"Николай Климонтович. Против часовой (Святочный роман)" - читать интересную книгу автора

лет назад заводил об этом разговор, но она твердо сказала: хватит с меня,
этих бы поднять и выучить.
Поднять - это, конечно, сказано было по инерции, всплыло случайно
крестьянское, от бабушки Марьи Петровны Стужиной, которая, по сути дела,
Наташу и вырастила: родители все бегали по службам, уставали очень.
Поднять - так вопрос не стоял: в их семье по нынешним меркам среднего класса
была полная чаша: дача, два авто, собака, отдых у моря отечественного и
Средиземного. А дело было в том, что Наташа увлекалась своим предметом -
историей аграрных отношений в пореформенной России XIX века, подумывала о
докторской - материалы были наполовину собраны - и мечтала даже о
профессуре. Так что пришла пора и для себя пожить - точнее, для науки.
Дождемся уж внуков, сказала она тогда своему полковнику... И тот пожал
плечами, вздохнул: не будет у него сына, вот ведь как. Но что поделать, сам
ведь рожать не станешь...
Наташа - по сравнению с одноклассницами и однокурсницами - долго себя
соблюдала, как сказала бы незабвенная бабушка. Та была происхождением из
пермской деревни, староверка, иначе - кержачка, как говорили на Урале. Но
испорченная, конечно, тем, что еще с тридцатых работала на комсомольских
стройках, где подрастеряла многие отчие строгости и запреты. Однако крутой
старообрядческий нрав сберегла в первозданности. Бабушка говорила: не спеши,
дочка,
скверны-то этой успеешь еще наглотаться, захлебываться будешь. Над
скверной Наташа, конечно, посмеивалась - бабушка сама не понимала,
какие неприличные двусмысленные вещи говорит, - но что-то оставалось в ее
голове, какая-то глухая заведомая неприязнь ко всему обнаженно плотскому.

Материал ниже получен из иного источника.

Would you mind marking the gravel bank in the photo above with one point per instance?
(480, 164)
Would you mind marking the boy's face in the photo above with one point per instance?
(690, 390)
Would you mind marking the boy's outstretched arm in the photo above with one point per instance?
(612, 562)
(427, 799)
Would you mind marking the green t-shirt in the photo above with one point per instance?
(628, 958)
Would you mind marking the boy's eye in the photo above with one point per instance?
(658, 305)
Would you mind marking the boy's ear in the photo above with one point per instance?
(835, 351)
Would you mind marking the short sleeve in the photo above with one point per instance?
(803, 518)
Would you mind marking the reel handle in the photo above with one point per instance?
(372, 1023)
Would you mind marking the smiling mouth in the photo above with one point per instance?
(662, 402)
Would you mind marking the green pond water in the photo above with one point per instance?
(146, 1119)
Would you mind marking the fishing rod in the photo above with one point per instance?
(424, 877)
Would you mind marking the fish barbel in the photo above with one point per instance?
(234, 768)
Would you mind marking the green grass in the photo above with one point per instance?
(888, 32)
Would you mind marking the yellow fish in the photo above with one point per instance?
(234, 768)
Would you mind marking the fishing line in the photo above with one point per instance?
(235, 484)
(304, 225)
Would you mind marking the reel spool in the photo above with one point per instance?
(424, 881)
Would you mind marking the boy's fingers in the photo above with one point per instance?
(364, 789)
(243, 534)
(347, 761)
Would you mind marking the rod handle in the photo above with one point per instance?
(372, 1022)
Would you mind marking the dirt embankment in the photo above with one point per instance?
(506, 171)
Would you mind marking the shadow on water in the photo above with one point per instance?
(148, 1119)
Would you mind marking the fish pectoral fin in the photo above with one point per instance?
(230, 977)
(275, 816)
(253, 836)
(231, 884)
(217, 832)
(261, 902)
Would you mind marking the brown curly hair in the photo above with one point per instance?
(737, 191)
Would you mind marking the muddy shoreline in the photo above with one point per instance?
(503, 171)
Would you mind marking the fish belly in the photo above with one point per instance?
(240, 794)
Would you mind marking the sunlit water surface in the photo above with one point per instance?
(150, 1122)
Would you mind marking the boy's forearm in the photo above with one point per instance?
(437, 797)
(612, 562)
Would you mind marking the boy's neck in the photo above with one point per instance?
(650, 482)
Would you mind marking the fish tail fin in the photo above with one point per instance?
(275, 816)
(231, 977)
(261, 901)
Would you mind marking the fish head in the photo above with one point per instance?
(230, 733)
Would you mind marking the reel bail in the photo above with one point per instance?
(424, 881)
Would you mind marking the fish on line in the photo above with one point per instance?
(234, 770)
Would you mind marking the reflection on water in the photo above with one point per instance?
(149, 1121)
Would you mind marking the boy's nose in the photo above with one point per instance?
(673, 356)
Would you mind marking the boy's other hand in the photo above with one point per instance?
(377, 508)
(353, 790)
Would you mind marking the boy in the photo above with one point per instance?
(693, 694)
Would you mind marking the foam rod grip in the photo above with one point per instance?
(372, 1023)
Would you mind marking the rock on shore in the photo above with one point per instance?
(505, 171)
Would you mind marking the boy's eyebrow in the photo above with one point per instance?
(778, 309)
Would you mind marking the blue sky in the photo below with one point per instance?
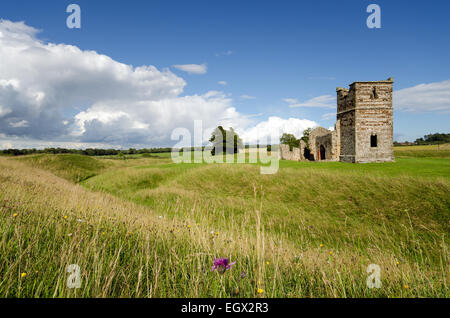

Наташа потеряла невинность только в начале третьего курса, в сентябре,
на картошке, вполне случайно, просто далеко зашла в танцах, обниманиях и
поцелуях, и деваться было некуда, не кричать же, не звать же на помощь,
этого гордость не позволяла. Этого своего кавалера больше в глаза не видела,
в университетском коридоре при встрече отворачивалась и продолжала ощущать
себя девственной. К несчастью, этот первый опыт привил ей еще большую
неприязнь к плотскому, права была бабушка, и Наташа с головой ушла в
занятия. И дружила только с той самой Женькой с журфака, соседкой по
общежитию,
- та вообще в свои двадцать один была старой девой, как о себе
говорила. По прошествии времени Наташа и самой себе не могла сказать с
точностью - было тогда, в казенной комнате на неразобранной сырой кровати,
на грубом шерстяном одеяле, что-нибудь или ничего так и не было...
Наташа по впитанной с молоком матери, точнее, воспитанной бабушкой
Марьей Петровной дисциплинированности никогда не знала счастья лени, но
всегда старалась соответствовать всему прописанному, уставному - даже
вычитанному однажды в какой-то книженции гороскопу своего имени. Потому что,
она знала, имя у нее счастливое, ласковое, в переводе с латыни - родная.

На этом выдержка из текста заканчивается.